Rationale
The ratings downgrade
factors in the continued moderation in Himadri Speciality Chemical Limited's
(HSCL) debt protection metrics due to a consistent decline in its operating
margins in H1 FY2022, following a sharp decrease in FY2021 owing to reduced
spreads between raw material costs and end-product realisations. Although HSCL
has ramped up its enhanced capacities and is expected to achieve a volumetric
growth in FY2022, pressure on the profitability is likely to result in subdued
debt protection metrics and return indicators in the near term. While the run
up in commodity prices has dampened the profitability, nevertheless, the
company is expected to renegotiate its supply contracts due for renewal in
March 2022 with certain key customers, which should improve its profitability,
going forward. The long-term rating remains constrained by the cyclicality in
the company's user industries viz. aluminium and steel manufacturing and weak
financial position of its overseas subsidiaries. While HSCL's 60,000-MT
specialty carbon black (CB) unit was commercialised in Q4 FY2020, the company
is yet to manufacture value-added specialty products on a large scale and the
specialty CB unit continues to manufacture the lower margin commodity grade CB.

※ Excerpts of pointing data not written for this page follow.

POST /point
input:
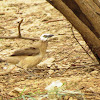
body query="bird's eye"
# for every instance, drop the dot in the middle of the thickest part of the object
(45, 36)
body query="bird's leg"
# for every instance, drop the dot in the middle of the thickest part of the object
(25, 71)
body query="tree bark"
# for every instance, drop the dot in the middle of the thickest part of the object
(82, 13)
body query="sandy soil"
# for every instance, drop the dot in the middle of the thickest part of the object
(75, 66)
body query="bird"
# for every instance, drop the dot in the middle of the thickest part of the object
(29, 57)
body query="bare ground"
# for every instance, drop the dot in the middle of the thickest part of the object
(75, 66)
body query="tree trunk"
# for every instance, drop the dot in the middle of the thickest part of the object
(84, 13)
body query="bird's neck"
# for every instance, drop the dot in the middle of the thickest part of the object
(43, 47)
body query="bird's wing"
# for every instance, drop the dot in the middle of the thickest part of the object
(31, 51)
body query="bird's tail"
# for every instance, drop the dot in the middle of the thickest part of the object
(1, 60)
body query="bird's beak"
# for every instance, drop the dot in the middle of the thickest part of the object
(50, 35)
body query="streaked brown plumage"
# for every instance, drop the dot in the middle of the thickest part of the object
(30, 57)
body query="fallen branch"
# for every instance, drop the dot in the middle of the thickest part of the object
(19, 34)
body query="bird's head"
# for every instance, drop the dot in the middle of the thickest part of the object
(45, 37)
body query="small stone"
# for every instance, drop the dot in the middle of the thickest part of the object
(94, 72)
(51, 72)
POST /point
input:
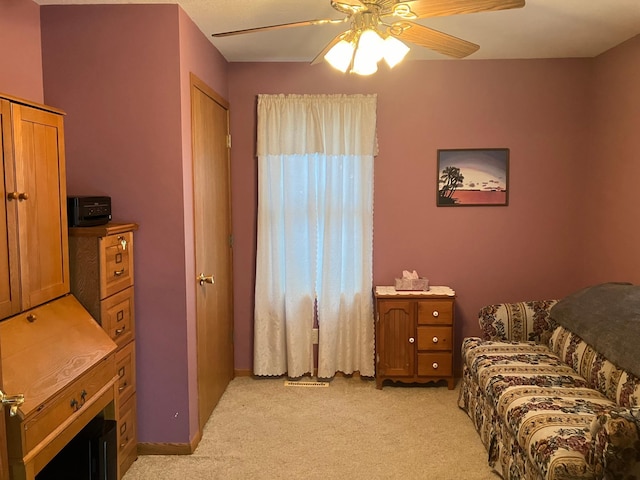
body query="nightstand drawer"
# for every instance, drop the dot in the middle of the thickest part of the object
(117, 315)
(126, 369)
(435, 364)
(435, 338)
(435, 312)
(116, 263)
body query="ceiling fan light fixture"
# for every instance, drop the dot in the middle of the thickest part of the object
(394, 51)
(368, 53)
(340, 55)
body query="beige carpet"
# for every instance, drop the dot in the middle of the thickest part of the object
(350, 430)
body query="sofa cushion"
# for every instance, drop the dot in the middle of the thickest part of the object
(545, 404)
(617, 443)
(522, 321)
(618, 385)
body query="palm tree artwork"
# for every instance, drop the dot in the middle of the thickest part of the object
(473, 177)
(450, 179)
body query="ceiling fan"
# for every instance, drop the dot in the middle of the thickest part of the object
(379, 28)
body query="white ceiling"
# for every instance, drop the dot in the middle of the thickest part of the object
(542, 29)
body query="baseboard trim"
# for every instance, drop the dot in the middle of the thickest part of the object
(170, 448)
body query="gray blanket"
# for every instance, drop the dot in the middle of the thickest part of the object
(607, 317)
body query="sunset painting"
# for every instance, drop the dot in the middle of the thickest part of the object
(473, 177)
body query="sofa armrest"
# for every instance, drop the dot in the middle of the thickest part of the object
(616, 444)
(518, 322)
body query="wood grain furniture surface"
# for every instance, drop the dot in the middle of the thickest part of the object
(34, 264)
(414, 335)
(102, 272)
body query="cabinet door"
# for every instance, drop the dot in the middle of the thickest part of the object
(396, 338)
(9, 276)
(42, 213)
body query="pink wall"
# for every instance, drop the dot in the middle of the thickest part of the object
(539, 109)
(21, 72)
(614, 167)
(116, 70)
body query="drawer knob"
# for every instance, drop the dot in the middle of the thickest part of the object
(202, 279)
(12, 401)
(17, 196)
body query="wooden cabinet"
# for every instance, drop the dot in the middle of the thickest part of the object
(33, 216)
(101, 259)
(414, 335)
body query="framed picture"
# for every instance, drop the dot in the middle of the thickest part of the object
(473, 177)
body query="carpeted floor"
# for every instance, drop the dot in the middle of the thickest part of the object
(262, 429)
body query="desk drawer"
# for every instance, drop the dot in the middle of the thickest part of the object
(127, 435)
(117, 316)
(116, 263)
(49, 415)
(126, 365)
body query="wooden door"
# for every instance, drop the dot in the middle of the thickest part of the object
(212, 224)
(4, 458)
(9, 276)
(396, 339)
(42, 212)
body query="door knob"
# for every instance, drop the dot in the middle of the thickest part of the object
(202, 278)
(13, 401)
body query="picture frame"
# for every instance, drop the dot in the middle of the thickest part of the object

Market acceptance and the consequent scale-up of these specialty CB products
would provide scope for improvement in its operating margins. The ratings,
however, continue to draw comfort from HSCL's longs track record, large scale
and backward integrated nature of manufacturing operations. Further, the
company benefits from its established relationships with customers and
suppliers. The ratings also favourably factor in the diversified products of
the company, which find usage in the aluminium, graphite, dyes, tyres, paints
and other chemical-related products manufacturing industries. ICRA notes that
the company's 5-lakhmetric-tonne-per-annum (MTPA) coal tar distillation plant
is the largest in India that produces coal tar pitch (CTP) of various grades
and naphthalene for further processing into sulphonated naphthalene
formaldehyde (SNF) and is integrated with CB manufacturing lines and a 20-MW
power plant. Further, in the absence of any major debt-funded capex in the
near-to-medium term, the company's capital structure is likely to remain
comfortable, going forward. ICRA further notes HSCL's disclosure dated November
13, 2021 to the stock exchanges regarding clarification sought by the National
Stock Exchange of India Limited (NSE) with respect to a compliant from an
independent director on certain corporate governance issues. The company has
sought complete details about the complaint and is expected to submit a reply
in due course of time. ICRA will closely monitor developments pertaining to the
said event and any adverse impact of the same on the company will also be a
rating monitorable.
The Stable outlook on the long-term rating reflects ICRA's
expectations that HSCL will continue to benefit from its established track
record, large scale of operations and a healthy demand outlook for its
products. The company's ability to reinstate its margins to historical levels
through improvement in product realisations and commencement of production of
specialty carbon black remains a key rating monitorable.